How can this possibly be? How can the fans of some of the most angry, brutal, scathing, grim music on this planet be some of the sweetest people?
Well, I have a few theories.
My first theory is primarily based on my own experiences, but I can't help but think there are many metalheads who feel the same. For me, the very act of listening to and/or playing metal is a sort of a ritualized purification of my negative energy. This aspect of the metal experience served me well through my angsty and hormonal teenage years. All my frustration as a result of a devastating shyness around the opposite sex was filtered through the likes of the chaotic quantum physics of The Dillinger Escape Plan, the post-modern madness of "City"-era Strapping Young Lad, and the Romanticism of Opeth. All three (and, of course, many more) served as a healthy way to channel all this frustration.
Of course, now that I'm older and am more self-aware, my taste in metal has become more specific and I listen to it for different reasons. There is still the element of the "purification of negative energy", but instead of venting adolescent frustration, it's more of an escape from the drab day-to-day experiences and existential weight on one's shoulders. A term I refer to as "the weight". Listening to metal is like a primal scream at "the weight". Even though it's still "there", I feel a little better letting it know that I'm still "here".
SO, to summarize: using metal as a way to get rid of negative emotions allows us to be nicer to everyone else!
My second theory is similarly related to the first one. Metal is an escape. Just like a good book or movie, metal creates a different world and world view for us to magically pass through. Having possession and knowledge of this escape allows us deal with "the weight" on a regular basis by...uh, completely ignoring it. This doesn't ring any more true than it does in traditional and power metal that covers fantasy topics about elves, ancient mysteries, rainbows and all that shit. By having these worlds created for us to delve into at our leisure, we can better ready ourselves for the mundane day-to-day experiences and treat everyone that much more pleasantly as a result! It may sound like a cheap high, but it's the little things that count, people!
My third theory also has to deal with the general content of metal. A great majority of metal is decidedly "dark". For 15 years I have been listening to songs about murder, suicide, war, Satan, etc.; but am I a sicker individual for the fact?

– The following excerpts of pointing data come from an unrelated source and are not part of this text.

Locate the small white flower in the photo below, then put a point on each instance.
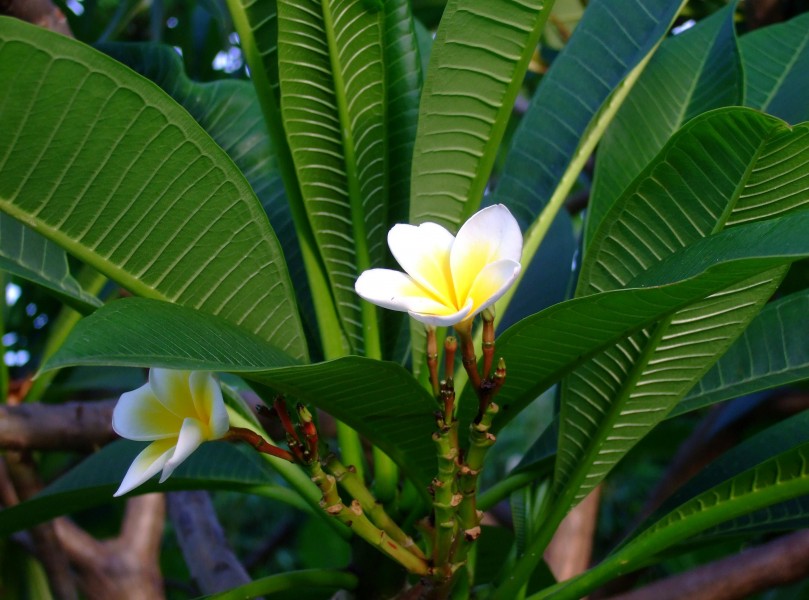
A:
(449, 279)
(177, 411)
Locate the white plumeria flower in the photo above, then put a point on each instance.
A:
(448, 279)
(177, 411)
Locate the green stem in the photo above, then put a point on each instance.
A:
(480, 440)
(446, 500)
(354, 518)
(352, 484)
(290, 473)
(92, 282)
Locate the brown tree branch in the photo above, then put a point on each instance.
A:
(123, 567)
(214, 566)
(779, 562)
(39, 12)
(68, 426)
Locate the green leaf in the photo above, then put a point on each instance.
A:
(380, 400)
(26, 254)
(691, 73)
(612, 39)
(103, 163)
(403, 78)
(481, 51)
(776, 59)
(333, 104)
(540, 349)
(779, 438)
(723, 168)
(216, 465)
(257, 26)
(229, 112)
(771, 352)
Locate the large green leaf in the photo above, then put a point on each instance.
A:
(771, 352)
(380, 400)
(103, 163)
(26, 254)
(690, 74)
(777, 479)
(481, 51)
(257, 26)
(216, 465)
(542, 348)
(776, 60)
(779, 438)
(723, 168)
(333, 104)
(228, 111)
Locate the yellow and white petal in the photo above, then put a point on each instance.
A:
(423, 251)
(139, 415)
(172, 389)
(397, 291)
(207, 396)
(192, 434)
(490, 235)
(445, 318)
(492, 282)
(146, 464)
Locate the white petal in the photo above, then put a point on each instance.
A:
(191, 437)
(423, 252)
(490, 235)
(138, 415)
(146, 464)
(210, 406)
(492, 282)
(397, 291)
(447, 320)
(172, 389)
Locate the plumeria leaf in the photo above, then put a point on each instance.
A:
(759, 480)
(215, 465)
(26, 254)
(103, 163)
(332, 100)
(228, 110)
(381, 400)
(776, 59)
(481, 53)
(745, 159)
(771, 352)
(691, 73)
(542, 348)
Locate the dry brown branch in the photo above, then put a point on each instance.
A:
(776, 563)
(571, 548)
(123, 567)
(39, 12)
(213, 565)
(68, 426)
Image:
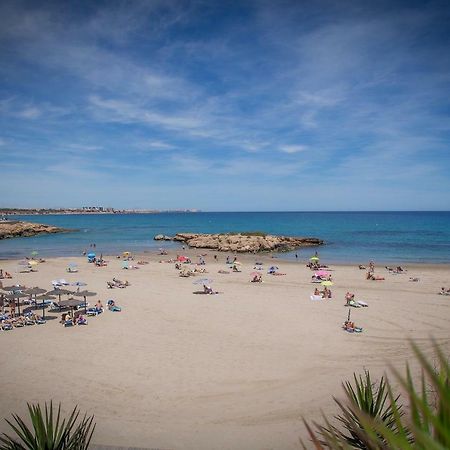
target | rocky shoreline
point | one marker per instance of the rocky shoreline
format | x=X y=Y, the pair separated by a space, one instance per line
x=11 y=229
x=242 y=242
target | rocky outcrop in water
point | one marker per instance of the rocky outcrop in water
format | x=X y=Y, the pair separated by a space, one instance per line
x=243 y=243
x=11 y=229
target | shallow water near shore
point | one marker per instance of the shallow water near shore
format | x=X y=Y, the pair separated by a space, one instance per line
x=351 y=237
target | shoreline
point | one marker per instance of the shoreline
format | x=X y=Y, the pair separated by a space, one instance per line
x=211 y=372
x=247 y=256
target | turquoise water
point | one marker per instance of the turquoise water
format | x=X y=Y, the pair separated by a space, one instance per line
x=402 y=237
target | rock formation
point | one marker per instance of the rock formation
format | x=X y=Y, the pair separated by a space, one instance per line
x=244 y=243
x=11 y=229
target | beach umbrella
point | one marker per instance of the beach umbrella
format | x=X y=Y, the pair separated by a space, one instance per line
x=85 y=294
x=14 y=296
x=34 y=291
x=70 y=303
x=59 y=292
x=14 y=288
x=203 y=281
x=43 y=298
x=322 y=273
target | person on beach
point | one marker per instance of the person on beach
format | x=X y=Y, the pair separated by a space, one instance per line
x=349 y=297
x=99 y=306
x=207 y=289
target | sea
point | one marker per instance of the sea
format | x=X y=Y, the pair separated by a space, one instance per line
x=350 y=237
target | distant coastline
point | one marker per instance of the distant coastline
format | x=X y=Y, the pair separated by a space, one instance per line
x=86 y=210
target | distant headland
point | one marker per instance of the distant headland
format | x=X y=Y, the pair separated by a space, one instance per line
x=88 y=210
x=15 y=228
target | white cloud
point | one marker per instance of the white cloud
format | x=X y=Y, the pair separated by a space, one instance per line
x=291 y=149
x=29 y=113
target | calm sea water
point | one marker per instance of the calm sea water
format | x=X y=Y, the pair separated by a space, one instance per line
x=402 y=237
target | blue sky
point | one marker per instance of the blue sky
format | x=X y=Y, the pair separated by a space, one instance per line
x=225 y=105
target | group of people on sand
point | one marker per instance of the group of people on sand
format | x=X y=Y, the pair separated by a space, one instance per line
x=72 y=318
x=117 y=283
x=4 y=274
x=257 y=278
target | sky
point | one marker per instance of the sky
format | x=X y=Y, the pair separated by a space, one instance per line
x=225 y=105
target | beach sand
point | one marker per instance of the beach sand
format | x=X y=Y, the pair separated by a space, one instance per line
x=237 y=370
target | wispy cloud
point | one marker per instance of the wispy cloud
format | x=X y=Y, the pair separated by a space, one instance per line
x=352 y=91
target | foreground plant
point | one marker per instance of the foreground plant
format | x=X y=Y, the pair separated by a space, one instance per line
x=49 y=431
x=374 y=419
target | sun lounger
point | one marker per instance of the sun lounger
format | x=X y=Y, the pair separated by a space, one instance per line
x=6 y=326
x=93 y=312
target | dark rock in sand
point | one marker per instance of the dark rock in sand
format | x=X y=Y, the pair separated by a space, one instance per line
x=12 y=229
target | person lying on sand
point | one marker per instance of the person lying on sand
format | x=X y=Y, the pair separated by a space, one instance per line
x=349 y=297
x=371 y=276
x=208 y=290
x=351 y=327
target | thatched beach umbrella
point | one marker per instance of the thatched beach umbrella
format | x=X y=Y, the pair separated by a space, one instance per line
x=59 y=292
x=70 y=303
x=16 y=287
x=34 y=291
x=14 y=296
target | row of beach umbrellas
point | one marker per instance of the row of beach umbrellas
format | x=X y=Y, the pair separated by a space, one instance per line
x=17 y=292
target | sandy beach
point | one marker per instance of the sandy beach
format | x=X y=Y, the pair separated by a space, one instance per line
x=237 y=370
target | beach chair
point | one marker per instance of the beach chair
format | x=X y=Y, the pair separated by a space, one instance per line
x=92 y=312
x=6 y=326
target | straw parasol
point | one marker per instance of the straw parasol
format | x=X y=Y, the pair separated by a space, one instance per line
x=59 y=292
x=14 y=296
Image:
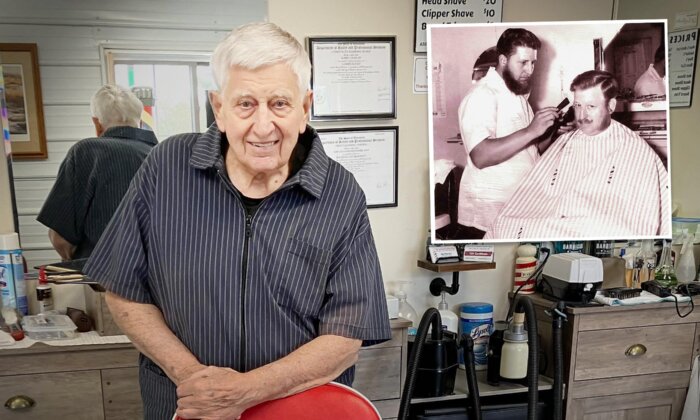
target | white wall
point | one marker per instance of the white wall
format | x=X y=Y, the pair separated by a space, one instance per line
x=684 y=122
x=400 y=232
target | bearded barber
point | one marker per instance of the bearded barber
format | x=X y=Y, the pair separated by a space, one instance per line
x=500 y=133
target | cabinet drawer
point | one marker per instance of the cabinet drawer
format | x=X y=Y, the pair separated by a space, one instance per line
x=73 y=395
x=122 y=394
x=602 y=354
x=378 y=373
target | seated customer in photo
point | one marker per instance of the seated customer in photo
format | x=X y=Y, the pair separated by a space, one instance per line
x=96 y=173
x=600 y=180
x=241 y=263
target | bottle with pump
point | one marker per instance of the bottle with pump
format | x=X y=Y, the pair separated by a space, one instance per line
x=406 y=311
x=686 y=265
x=644 y=263
x=665 y=273
x=515 y=349
x=450 y=322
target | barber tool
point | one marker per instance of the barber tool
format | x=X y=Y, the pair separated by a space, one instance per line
x=563 y=103
x=572 y=277
x=9 y=314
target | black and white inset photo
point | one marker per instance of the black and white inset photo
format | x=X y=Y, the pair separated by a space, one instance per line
x=549 y=131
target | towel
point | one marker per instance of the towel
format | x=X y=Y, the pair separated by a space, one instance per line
x=644 y=297
x=442 y=168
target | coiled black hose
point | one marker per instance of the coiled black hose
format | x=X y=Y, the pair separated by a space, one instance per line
x=525 y=304
x=430 y=316
x=558 y=350
x=474 y=408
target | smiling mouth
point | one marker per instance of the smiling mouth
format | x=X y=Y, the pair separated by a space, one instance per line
x=263 y=145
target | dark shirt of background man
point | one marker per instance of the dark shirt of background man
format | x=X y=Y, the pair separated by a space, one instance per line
x=91 y=182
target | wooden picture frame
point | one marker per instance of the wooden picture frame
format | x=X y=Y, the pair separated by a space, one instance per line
x=353 y=78
x=25 y=107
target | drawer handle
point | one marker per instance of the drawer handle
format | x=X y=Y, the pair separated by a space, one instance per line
x=635 y=350
x=19 y=402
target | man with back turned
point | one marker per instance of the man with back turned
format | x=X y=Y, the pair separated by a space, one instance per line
x=241 y=262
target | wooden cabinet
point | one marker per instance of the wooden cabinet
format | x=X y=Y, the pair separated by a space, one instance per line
x=78 y=382
x=625 y=363
x=381 y=370
x=96 y=382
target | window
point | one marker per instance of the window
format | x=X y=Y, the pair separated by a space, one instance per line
x=172 y=86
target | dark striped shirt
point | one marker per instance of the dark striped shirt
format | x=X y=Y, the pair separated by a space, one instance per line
x=91 y=182
x=242 y=291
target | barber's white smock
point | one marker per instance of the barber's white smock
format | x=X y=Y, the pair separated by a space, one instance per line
x=611 y=185
x=491 y=110
x=650 y=83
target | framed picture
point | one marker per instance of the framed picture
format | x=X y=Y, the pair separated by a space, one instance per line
x=20 y=67
x=353 y=78
x=372 y=155
x=480 y=194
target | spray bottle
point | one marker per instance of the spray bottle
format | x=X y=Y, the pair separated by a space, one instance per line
x=12 y=286
x=450 y=322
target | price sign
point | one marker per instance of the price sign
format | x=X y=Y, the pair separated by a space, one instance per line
x=452 y=11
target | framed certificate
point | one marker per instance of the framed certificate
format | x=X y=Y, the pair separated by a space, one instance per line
x=353 y=78
x=372 y=155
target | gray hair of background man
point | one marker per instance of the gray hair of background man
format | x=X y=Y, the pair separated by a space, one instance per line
x=256 y=45
x=512 y=38
x=115 y=106
x=592 y=78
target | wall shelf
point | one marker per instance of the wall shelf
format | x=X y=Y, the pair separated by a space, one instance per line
x=458 y=266
x=438 y=285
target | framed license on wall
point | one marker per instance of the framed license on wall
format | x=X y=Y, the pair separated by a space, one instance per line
x=372 y=155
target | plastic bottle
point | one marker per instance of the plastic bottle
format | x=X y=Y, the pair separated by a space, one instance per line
x=515 y=349
x=450 y=321
x=13 y=288
x=644 y=263
x=665 y=273
x=686 y=265
x=406 y=311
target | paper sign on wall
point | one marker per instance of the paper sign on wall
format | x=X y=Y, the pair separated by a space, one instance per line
x=452 y=11
x=682 y=49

No. In fact, I think that very aspect has had the opposite affect on me. While most metal isn't necessarily "life-affirming" (sometimes just the opposite), exposing one's self to the darker side of the human experience allows one to appreciate the greater, happier things in life like friends, family, nature, travel, good food, etc. Yay!
Let me be clear that I don't think these theories necessarily apply to everyone in the metal community. Furthermore, I would be an idiot for claiming that everyone in the metal community are nice, warm individuals. These are just what I have experienced and observed from years of being a metalhead.
In any case, everyone should remember: 'tis better to kill with kindness than with an axe to the head.
*OK, I'm exaggerating a little. In my hometown, the audience of an average show consists of 90% young, white, low to middle class dudes. However, I suppose that probably says more about the general demographic of NE Kansas.